Emirates Airline is hiring thousands of staff to service its burgeoning fleet of A380 superjumbos, with each requiring more than 150 air crew.
The airline's record order for the Airbus A380 is prompting it to embark on an ambitious hiring drive across six continents.
For each A380 that enters its fleet the airline needs 20 pilots and 133 cabin crew, Emirates said yesterday.
With more A380s expected this year as well as deliveries from Boeing for other large passenger aircraft, Emirates expects to hire about 4,000 cabin attendants, it said.
"Emirates is currently in full recruitment mode," the airline said on the eve of participating in Europe's largest travel fair, the ITB event in Berlin, where it will recruit more German-speaking cabin crew from a stand whose centrepiece is a 150-tonne, three-storey globe.
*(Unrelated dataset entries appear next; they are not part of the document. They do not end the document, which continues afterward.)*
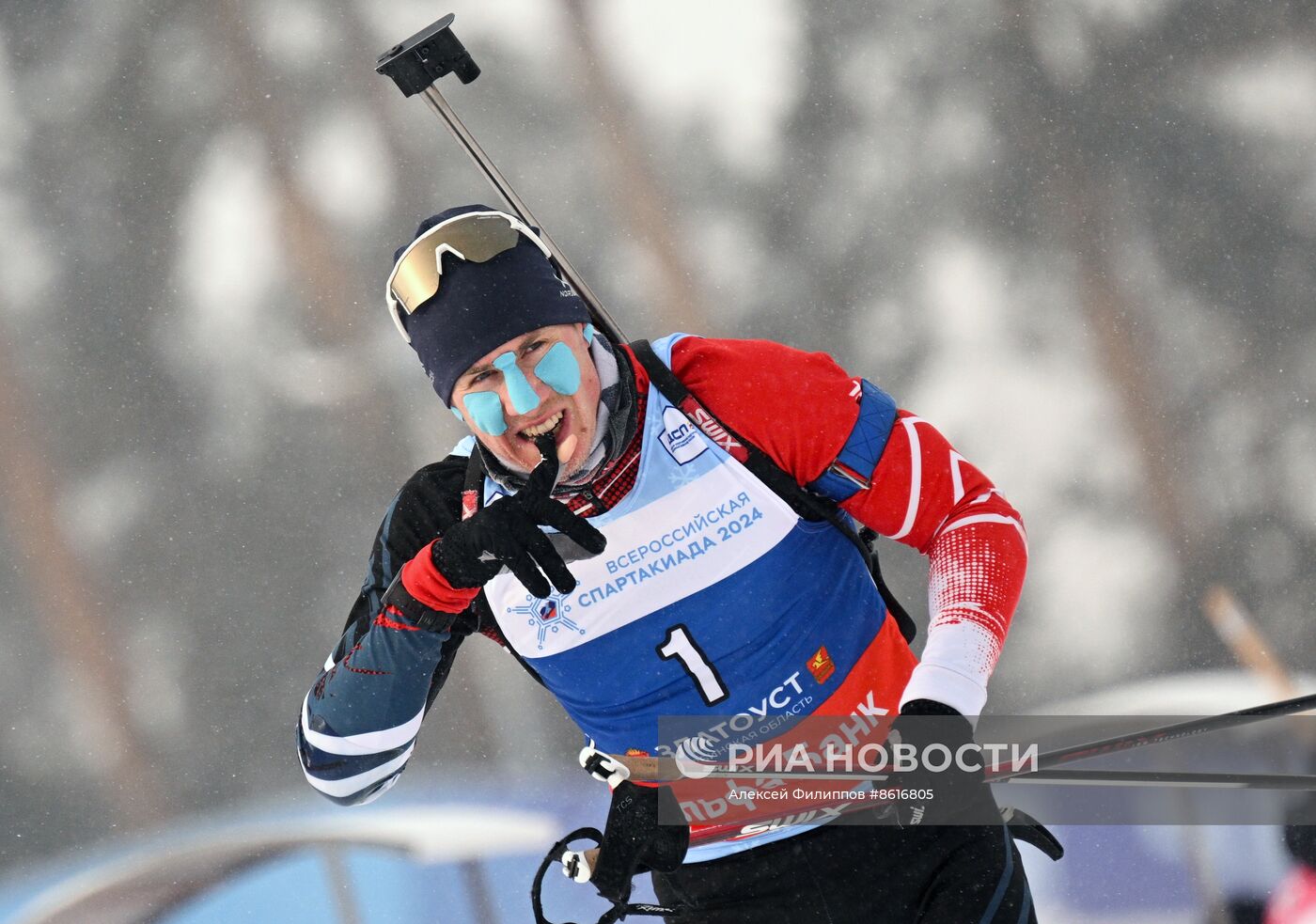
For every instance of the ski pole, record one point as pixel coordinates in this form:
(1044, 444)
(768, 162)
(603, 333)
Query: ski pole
(416, 66)
(649, 768)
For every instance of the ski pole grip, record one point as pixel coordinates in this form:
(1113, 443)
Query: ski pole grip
(425, 56)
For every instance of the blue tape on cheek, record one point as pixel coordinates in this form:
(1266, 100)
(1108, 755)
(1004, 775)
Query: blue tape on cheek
(484, 410)
(559, 370)
(517, 385)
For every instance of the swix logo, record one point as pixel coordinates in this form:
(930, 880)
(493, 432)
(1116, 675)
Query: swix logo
(811, 816)
(714, 431)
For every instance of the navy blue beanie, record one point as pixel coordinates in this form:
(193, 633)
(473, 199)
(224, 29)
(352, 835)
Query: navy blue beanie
(480, 305)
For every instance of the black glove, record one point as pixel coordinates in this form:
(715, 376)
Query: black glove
(507, 532)
(954, 795)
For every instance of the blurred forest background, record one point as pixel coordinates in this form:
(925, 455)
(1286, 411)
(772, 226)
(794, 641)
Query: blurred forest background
(1076, 234)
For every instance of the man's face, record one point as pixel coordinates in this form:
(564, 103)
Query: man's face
(578, 411)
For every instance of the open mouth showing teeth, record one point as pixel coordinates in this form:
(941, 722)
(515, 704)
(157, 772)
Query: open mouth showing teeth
(546, 427)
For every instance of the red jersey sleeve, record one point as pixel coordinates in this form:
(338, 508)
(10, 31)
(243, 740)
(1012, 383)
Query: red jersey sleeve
(800, 410)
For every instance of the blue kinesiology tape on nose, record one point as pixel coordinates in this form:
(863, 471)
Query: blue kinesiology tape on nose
(559, 370)
(517, 385)
(484, 410)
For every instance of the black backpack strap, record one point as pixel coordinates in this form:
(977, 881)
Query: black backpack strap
(806, 503)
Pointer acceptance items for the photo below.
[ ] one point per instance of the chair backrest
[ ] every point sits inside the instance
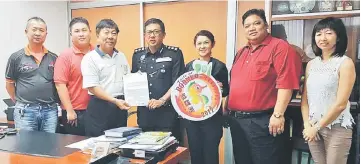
(10, 110)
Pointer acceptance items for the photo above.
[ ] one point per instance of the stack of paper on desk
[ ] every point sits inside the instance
(122, 131)
(151, 138)
(171, 140)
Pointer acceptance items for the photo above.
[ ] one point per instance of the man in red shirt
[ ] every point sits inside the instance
(263, 76)
(68, 78)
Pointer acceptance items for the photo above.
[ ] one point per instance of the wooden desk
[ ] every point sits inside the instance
(78, 158)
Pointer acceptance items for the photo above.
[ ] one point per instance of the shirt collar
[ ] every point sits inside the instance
(265, 41)
(77, 51)
(29, 52)
(101, 53)
(158, 52)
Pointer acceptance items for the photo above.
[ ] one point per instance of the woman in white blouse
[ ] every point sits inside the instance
(325, 106)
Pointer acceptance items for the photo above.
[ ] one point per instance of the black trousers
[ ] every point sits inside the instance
(103, 115)
(160, 119)
(79, 129)
(252, 143)
(203, 140)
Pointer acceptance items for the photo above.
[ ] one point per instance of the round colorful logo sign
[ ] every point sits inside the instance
(196, 96)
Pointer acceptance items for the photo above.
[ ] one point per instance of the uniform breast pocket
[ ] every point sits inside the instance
(50, 74)
(164, 69)
(260, 70)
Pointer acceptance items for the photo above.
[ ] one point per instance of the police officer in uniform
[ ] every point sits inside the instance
(163, 64)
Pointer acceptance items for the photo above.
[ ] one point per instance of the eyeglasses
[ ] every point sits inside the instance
(155, 33)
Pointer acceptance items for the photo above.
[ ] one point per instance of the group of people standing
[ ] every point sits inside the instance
(87, 80)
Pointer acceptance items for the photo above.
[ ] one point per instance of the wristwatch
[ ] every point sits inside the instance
(164, 101)
(277, 115)
(318, 127)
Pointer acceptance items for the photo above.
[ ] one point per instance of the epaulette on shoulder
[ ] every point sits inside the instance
(172, 48)
(139, 49)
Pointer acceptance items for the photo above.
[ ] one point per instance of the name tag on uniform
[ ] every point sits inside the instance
(163, 59)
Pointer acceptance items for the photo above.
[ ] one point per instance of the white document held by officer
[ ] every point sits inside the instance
(136, 91)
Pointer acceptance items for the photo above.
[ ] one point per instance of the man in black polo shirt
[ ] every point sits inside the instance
(29, 81)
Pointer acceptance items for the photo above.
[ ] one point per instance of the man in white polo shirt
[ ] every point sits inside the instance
(103, 70)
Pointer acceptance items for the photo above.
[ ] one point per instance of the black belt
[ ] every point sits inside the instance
(119, 97)
(245, 114)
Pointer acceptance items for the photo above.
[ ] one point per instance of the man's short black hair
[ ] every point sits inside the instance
(106, 23)
(38, 19)
(205, 33)
(258, 12)
(336, 25)
(155, 21)
(78, 20)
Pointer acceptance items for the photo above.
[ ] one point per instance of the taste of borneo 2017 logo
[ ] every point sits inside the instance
(196, 96)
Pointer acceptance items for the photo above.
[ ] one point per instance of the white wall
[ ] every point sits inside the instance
(13, 17)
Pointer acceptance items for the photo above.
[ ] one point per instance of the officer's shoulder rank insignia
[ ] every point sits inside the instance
(139, 49)
(172, 48)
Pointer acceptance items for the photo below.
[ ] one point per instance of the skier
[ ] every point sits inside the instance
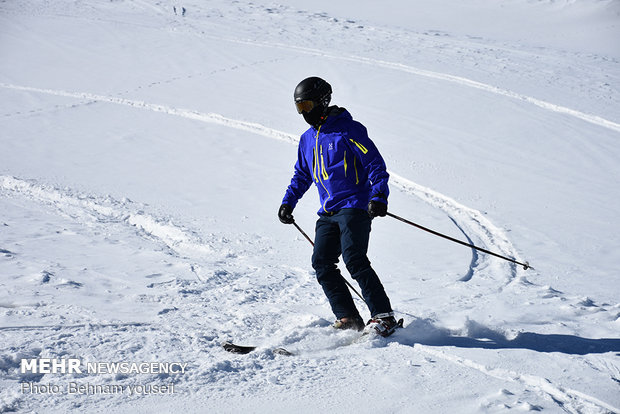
(338, 156)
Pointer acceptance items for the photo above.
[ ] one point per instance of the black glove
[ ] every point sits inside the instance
(377, 208)
(285, 214)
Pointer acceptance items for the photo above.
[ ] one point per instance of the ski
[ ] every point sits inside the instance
(242, 350)
(366, 332)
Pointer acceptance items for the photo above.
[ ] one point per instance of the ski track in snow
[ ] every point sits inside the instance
(487, 232)
(91, 209)
(593, 119)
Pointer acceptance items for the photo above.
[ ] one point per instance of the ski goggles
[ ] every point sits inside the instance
(304, 106)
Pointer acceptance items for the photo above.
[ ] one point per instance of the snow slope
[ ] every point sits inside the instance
(144, 154)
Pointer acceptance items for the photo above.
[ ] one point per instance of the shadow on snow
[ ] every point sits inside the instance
(423, 331)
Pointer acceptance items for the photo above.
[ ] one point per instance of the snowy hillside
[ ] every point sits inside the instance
(145, 147)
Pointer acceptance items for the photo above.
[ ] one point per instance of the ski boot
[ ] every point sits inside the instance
(354, 322)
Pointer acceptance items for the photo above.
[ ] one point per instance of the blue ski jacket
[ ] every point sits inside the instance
(343, 163)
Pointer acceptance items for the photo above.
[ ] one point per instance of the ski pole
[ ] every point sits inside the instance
(525, 265)
(343, 278)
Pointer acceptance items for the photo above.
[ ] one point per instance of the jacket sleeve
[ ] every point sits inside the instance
(372, 161)
(301, 181)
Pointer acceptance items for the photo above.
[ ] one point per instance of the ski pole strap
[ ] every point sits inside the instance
(525, 265)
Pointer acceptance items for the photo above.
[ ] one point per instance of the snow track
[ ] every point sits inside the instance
(89, 209)
(569, 400)
(468, 218)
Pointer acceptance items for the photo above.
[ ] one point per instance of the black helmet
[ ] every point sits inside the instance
(311, 93)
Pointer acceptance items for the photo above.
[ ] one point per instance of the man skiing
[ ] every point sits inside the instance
(338, 156)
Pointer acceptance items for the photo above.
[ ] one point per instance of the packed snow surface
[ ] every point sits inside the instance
(145, 147)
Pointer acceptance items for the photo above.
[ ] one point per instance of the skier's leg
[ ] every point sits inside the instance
(355, 233)
(324, 260)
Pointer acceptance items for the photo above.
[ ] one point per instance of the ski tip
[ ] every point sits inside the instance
(282, 351)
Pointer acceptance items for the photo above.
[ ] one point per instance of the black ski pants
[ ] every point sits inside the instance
(347, 232)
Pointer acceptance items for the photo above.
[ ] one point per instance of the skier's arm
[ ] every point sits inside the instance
(373, 163)
(300, 183)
This year, the giant rotating structure will feature life-size replicas of the A380 onboard shower spa and lounge.
The airline currently has 12,000 cabin crew, including 2,000 who operate on its fleet of 15 A380s. Emirates has another 75 orders for the 500-seat plane.
The airline's recent growth propelled it last year into the top spot for international airline capacity worldwide, ahead of Lufthansa.
Now Emirates has also moved up another set of rankings: it is the world's third-largest airline, ahead of United Airlines, in terms of monthly capacity. The Dubai carrier is expected to fly 16.9 billion seat kilometres this month, up 9.9 per cent from the same period last year.
"It took us 25 years to get to 40,000 employees, but in the next 10 years we will double that to 80,000," an Emirates official said last year.
Emirates' cabin crew workforce comprises 131 nationalities, speaking more than 80 different languages. The airline has 152 aircraft in its fleet. A total of 200 planes are on order.
Carrying about 85,000 passengers a day, Emirates now flies to 111 destinations in 66 countries. It plans to add at least two new destinations this year. Basra in Iraq was launched last month, flights to Geneva are slated to begin in June and to Copenhagen in August.